Après une gestation qui dure entre 60 et 65 jours, la louve donne naissance à une portée de un à treize louveteaux avec une moyenne de six louveteaux par portée (Kreeger 2003). Au Kirghizstan, la mise bas a lieu au printemps, mais il semble que les naissances s’étalent sur une période qui va du mois de février au mois de mai, en fonction du lieu et des informateurs :

Au 24 décembre, ils ont leur saison des amours qui commence et ils ont leurs enfants au mois de février (2003 : 80)

Ils s’accouplent en janvier, ils mettent bas au mois d’avril. Ils mettent bas jusqu’au 15 avril (2003 : 1)

Ils mettent bas à partir du 20 avril et à la fin du mois de juin les louveteaux peuvent déjà commencer à jouer en entrant et en sortant de la tanière (…) (2003 : 69)

Ils mettent bas au mois de mai (2004, 15 : 101)
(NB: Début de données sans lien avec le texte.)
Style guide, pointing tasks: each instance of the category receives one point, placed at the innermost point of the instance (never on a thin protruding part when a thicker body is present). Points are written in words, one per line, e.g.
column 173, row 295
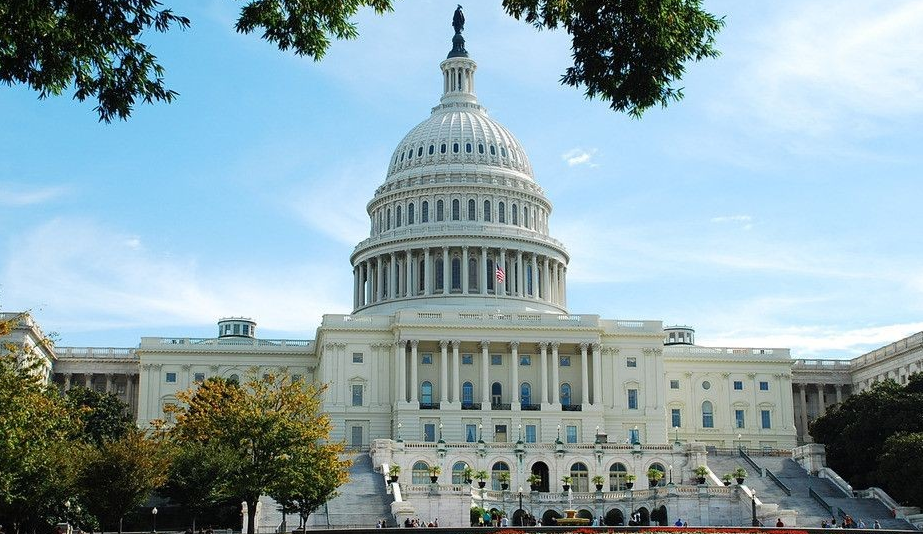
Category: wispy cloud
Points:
column 17, row 195
column 579, row 156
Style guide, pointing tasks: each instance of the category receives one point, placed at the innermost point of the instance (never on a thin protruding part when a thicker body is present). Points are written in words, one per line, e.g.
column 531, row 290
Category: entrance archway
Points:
column 541, row 469
column 614, row 518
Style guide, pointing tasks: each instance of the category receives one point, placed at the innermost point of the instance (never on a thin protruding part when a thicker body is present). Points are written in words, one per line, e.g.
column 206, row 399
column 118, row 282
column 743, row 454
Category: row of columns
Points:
column 370, row 286
column 450, row 387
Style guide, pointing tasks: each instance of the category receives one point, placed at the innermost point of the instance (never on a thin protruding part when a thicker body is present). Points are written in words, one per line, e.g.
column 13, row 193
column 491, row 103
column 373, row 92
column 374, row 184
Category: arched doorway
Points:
column 548, row 518
column 659, row 516
column 615, row 518
column 541, row 469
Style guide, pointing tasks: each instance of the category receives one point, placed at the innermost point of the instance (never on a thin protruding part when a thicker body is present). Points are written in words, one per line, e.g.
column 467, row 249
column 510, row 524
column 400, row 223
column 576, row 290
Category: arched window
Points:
column 496, row 474
column 420, row 473
column 525, row 393
column 456, row 274
column 580, row 479
column 458, row 472
column 496, row 393
column 617, row 475
column 708, row 415
column 467, row 394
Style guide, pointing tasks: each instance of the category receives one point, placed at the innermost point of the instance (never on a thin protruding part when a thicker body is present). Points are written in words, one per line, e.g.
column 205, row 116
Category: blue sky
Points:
column 777, row 205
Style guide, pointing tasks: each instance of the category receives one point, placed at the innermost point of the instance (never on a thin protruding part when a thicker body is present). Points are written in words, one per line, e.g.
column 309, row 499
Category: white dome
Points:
column 459, row 133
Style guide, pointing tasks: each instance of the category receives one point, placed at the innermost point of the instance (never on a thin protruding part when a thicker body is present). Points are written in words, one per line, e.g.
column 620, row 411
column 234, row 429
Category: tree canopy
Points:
column 875, row 438
column 628, row 52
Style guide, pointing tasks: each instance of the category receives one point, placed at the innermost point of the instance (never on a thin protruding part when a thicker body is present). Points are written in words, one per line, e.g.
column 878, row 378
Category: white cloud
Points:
column 16, row 195
column 579, row 156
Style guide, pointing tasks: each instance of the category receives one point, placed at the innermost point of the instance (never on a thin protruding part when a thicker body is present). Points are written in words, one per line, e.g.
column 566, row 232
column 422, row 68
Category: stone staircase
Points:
column 810, row 512
column 361, row 502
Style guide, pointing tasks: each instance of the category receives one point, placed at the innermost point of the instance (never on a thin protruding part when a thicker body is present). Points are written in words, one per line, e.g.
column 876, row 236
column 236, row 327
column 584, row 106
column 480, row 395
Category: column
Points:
column 543, row 346
column 519, row 275
column 597, row 375
column 501, row 288
column 485, row 276
column 444, row 371
column 485, row 364
column 464, row 270
column 555, row 378
column 514, row 373
column 427, row 273
column 446, row 272
column 414, row 387
column 584, row 375
column 456, row 374
column 804, row 411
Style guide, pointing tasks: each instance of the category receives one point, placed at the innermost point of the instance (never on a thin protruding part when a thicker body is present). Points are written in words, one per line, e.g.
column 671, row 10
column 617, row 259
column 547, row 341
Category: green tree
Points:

Dans la mesure où certains informateurs distinguent des différences entre les individus pour la saison des amours en fonction de l’âge, cette différence se retrouve bien évidemment dans la période de mise-bas :

À partir du 10 avril, les grands commencent à mettre bas. À partir du 20 avril, jusqu'au mois de mai, les jeunes commencent à mettre bas » (2004, 23 : 186)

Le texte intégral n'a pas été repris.